In our study, morbidly obese patients had a significantly longer mean LOS compared with control patients in 5 of 6 stratified groups. Porter et al. [23] also found that morbidly obese patients with acetabular fractures had a longer LOS compared with the control group (26 days vs. 15 days, p < 0.01). Baldwin et al. [19] found a longer LOS for morbidly obese patients in only 1 of their subcohorts. They did not find increased hospital costs in either cohort of morbidly obese patients; however, they did find that LOS was highly correlated with hospital cost.
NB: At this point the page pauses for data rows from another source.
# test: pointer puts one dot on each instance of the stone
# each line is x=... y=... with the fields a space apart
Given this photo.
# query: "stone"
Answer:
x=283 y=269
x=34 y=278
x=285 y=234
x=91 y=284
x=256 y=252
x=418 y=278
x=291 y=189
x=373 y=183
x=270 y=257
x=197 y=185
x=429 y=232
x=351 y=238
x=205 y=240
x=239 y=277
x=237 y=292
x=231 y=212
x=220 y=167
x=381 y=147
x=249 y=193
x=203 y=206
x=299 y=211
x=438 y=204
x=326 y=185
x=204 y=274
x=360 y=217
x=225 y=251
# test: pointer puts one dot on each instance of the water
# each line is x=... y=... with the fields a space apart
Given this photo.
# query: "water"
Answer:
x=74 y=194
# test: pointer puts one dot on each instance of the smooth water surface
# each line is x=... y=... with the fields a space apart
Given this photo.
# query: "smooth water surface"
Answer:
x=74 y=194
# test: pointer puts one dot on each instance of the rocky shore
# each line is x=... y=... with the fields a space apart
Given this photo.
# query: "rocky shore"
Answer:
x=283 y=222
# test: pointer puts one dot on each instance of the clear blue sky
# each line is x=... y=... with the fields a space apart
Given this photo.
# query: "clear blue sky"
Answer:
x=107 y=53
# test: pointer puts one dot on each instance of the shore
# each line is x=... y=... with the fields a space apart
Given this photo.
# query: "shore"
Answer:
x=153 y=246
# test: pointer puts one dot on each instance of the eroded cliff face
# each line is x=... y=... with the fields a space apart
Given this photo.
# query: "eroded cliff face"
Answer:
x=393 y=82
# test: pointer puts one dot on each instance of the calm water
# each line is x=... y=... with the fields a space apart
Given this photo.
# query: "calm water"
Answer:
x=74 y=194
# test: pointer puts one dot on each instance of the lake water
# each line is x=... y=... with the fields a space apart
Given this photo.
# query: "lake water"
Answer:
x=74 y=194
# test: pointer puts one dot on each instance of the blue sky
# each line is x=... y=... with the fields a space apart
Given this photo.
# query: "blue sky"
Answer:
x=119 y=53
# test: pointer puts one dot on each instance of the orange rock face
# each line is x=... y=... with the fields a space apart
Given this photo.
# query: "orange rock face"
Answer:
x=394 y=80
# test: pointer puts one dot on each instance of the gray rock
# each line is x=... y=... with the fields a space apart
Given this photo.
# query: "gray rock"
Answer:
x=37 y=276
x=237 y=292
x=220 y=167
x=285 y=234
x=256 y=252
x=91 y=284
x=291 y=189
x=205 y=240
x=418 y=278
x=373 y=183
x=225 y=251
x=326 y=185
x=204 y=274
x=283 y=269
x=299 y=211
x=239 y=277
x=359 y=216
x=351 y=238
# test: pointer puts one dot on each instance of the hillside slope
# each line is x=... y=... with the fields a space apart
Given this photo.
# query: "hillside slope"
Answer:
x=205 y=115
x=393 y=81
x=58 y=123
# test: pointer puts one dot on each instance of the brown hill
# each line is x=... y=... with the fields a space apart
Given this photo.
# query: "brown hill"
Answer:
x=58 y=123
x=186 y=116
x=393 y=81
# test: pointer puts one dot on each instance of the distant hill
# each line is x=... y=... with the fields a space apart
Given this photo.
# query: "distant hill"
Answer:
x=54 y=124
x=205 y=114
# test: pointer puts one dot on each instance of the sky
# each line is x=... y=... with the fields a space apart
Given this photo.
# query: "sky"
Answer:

Fine et al. [24] found that a reduction in LOS could significantly reduce hospital costs.

We found that morbidly obese patients were more likely than their counterparts in the control group to be sent to a rehabilitation facility (p < 0.001), which is congruent with the findings of other studies that have examined this parameter in obese patients who underwent emergent or elective surgery of the pelvis or lower extremity [19, 20, 23, 25].
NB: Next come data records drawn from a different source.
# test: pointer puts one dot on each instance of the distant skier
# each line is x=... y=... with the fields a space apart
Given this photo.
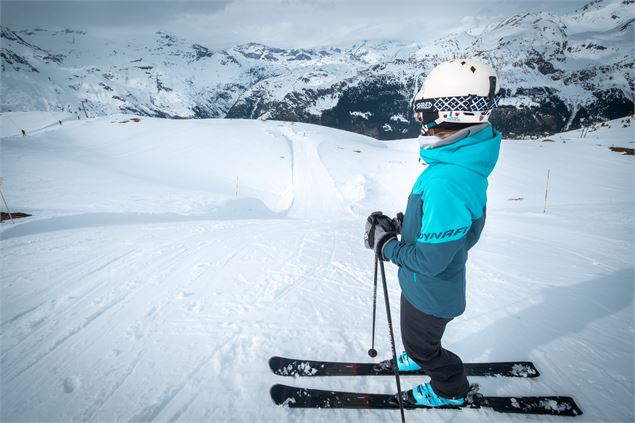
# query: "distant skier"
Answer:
x=444 y=218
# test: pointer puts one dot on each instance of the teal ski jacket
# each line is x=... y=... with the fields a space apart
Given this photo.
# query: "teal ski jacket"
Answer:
x=444 y=218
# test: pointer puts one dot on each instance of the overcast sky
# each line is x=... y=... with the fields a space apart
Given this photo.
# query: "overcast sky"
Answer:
x=281 y=23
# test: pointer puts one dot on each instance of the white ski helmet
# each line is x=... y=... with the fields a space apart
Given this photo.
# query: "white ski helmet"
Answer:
x=458 y=91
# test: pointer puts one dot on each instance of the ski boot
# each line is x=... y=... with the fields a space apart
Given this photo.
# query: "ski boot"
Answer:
x=404 y=363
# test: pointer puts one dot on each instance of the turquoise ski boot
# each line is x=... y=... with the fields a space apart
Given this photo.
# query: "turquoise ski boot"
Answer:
x=424 y=395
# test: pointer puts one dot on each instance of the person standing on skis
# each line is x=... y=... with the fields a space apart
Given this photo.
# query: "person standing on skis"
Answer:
x=444 y=217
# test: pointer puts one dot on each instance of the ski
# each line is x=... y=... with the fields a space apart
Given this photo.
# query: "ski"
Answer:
x=292 y=367
x=294 y=397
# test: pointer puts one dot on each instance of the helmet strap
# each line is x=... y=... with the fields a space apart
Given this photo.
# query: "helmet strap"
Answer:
x=427 y=126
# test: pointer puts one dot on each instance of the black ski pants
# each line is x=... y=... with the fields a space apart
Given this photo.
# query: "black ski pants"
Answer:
x=421 y=335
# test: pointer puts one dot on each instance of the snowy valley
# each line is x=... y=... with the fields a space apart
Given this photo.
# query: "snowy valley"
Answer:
x=558 y=72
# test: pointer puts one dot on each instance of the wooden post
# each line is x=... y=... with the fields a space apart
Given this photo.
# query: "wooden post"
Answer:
x=546 y=191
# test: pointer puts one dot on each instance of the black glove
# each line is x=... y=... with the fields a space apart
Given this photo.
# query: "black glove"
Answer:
x=379 y=230
x=398 y=222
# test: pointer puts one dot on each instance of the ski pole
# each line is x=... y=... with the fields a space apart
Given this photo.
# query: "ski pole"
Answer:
x=392 y=336
x=372 y=351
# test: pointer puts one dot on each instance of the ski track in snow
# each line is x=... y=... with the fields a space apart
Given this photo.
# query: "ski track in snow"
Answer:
x=159 y=314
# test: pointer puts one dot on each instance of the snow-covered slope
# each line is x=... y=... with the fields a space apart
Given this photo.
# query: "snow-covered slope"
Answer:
x=558 y=72
x=166 y=260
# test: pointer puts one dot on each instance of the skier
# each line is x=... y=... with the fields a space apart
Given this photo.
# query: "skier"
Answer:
x=444 y=217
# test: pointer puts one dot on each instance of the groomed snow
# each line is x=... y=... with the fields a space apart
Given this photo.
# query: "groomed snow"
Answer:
x=167 y=260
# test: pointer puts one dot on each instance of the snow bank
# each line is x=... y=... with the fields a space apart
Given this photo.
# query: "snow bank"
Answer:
x=166 y=260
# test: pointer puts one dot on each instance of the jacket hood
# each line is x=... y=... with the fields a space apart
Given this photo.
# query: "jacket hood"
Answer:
x=475 y=148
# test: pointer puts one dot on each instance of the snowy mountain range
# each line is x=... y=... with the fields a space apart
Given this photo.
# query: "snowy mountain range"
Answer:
x=558 y=73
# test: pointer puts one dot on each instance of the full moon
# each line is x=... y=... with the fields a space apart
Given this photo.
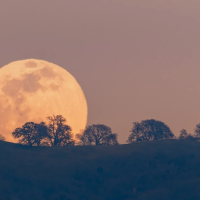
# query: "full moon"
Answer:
x=31 y=90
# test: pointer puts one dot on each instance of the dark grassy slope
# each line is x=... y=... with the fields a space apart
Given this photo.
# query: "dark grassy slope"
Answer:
x=168 y=169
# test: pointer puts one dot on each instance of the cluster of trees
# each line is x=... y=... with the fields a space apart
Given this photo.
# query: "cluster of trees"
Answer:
x=57 y=133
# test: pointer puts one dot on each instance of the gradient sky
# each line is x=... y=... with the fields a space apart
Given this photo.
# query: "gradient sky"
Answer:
x=134 y=59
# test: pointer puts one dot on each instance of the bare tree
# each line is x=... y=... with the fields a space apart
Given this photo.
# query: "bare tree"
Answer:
x=59 y=133
x=149 y=130
x=186 y=136
x=97 y=134
x=2 y=138
x=31 y=133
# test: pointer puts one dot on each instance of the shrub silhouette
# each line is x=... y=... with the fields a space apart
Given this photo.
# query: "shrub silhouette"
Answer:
x=2 y=138
x=59 y=133
x=186 y=136
x=149 y=130
x=31 y=133
x=97 y=134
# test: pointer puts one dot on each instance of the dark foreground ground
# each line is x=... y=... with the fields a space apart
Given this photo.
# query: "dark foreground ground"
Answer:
x=165 y=170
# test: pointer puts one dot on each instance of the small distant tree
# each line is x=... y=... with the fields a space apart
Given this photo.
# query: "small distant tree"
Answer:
x=149 y=130
x=59 y=133
x=97 y=134
x=2 y=138
x=31 y=134
x=186 y=136
x=197 y=132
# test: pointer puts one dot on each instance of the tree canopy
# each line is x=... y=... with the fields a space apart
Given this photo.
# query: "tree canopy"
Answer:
x=186 y=136
x=97 y=134
x=148 y=130
x=2 y=138
x=31 y=133
x=59 y=133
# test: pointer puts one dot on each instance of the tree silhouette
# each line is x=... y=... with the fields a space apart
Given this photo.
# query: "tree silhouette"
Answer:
x=186 y=136
x=97 y=134
x=59 y=133
x=149 y=130
x=31 y=133
x=2 y=138
x=197 y=132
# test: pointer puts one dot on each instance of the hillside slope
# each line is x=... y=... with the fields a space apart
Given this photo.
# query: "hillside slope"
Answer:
x=165 y=170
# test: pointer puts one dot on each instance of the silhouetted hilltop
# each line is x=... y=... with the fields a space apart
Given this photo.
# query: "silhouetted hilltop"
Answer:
x=165 y=170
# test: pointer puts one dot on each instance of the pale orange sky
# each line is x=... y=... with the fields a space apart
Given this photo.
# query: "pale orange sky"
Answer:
x=134 y=60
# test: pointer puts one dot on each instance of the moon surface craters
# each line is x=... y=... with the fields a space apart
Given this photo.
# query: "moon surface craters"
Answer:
x=31 y=90
x=30 y=64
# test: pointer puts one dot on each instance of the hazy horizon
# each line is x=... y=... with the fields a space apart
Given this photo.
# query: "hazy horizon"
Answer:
x=134 y=60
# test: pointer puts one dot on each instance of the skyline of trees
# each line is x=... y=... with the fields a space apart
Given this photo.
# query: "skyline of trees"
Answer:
x=56 y=132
Our study is limited in that participation in the NTDB is voluntary for all hospitals, and the database has few mandatory data fields. Results are limited by quality and accuracy of data entry. The database does not characterize pelvic fractures beyond the location of the injury. The biggest weakness is that there are no specific procedure codes for the treatment of pelvic fractures. It was necessary to extrapolate the treatment of pelvic fractures by eliminating patients who had phalanx or spinal column fractures. This greatly reduced our sample size. The NTDB categorizes patients only as morbidly obese, and not obese, thereby omitting many potential patients.

This is the largest study to our knowledge that examines complications of morbidly obese patients with pelvic and/or acetabular fractures. These data were taken from a nationwide sample, eliminating any geographic or surgeon-based variations or biases that may be present in smaller studies. With an increasing proportion of Americans in the morbidly obese weight group, it is important to be able to discuss the risks of complications associated with nonoperative and operative treatment of pelvic and acetabular injuries and how they may differ according to patient BMI. Because medical treatment is increasingly reimbursed on the basis of injury type and severity [25], it is important for hospitals to be able to bill appropriately for morbidly obese patients to account for higher complication rates and longer hospital stays, which have been shown to correlate with increased hospital costs. Given that so many morbidly obese patients are discharged to care facilities, it would be prudent to prepare these patients for this discharge disposition early in their hospital stay.

Conclusions

With the exception of pelvic fractures treated operatively, morbidly obese patients had higher rates of complications and longer hospital stays. They were also more likely to be discharged to rehabilitation facilities compared with control patients after pelvic ring or acetabular fracture. Regarding to treatment outcomes and costs, it is important to understand that morbid obesity negatively affects outcomes in operatively treated acetabulum fractures and nonoperatively treated pelvic and acetabulum fractures.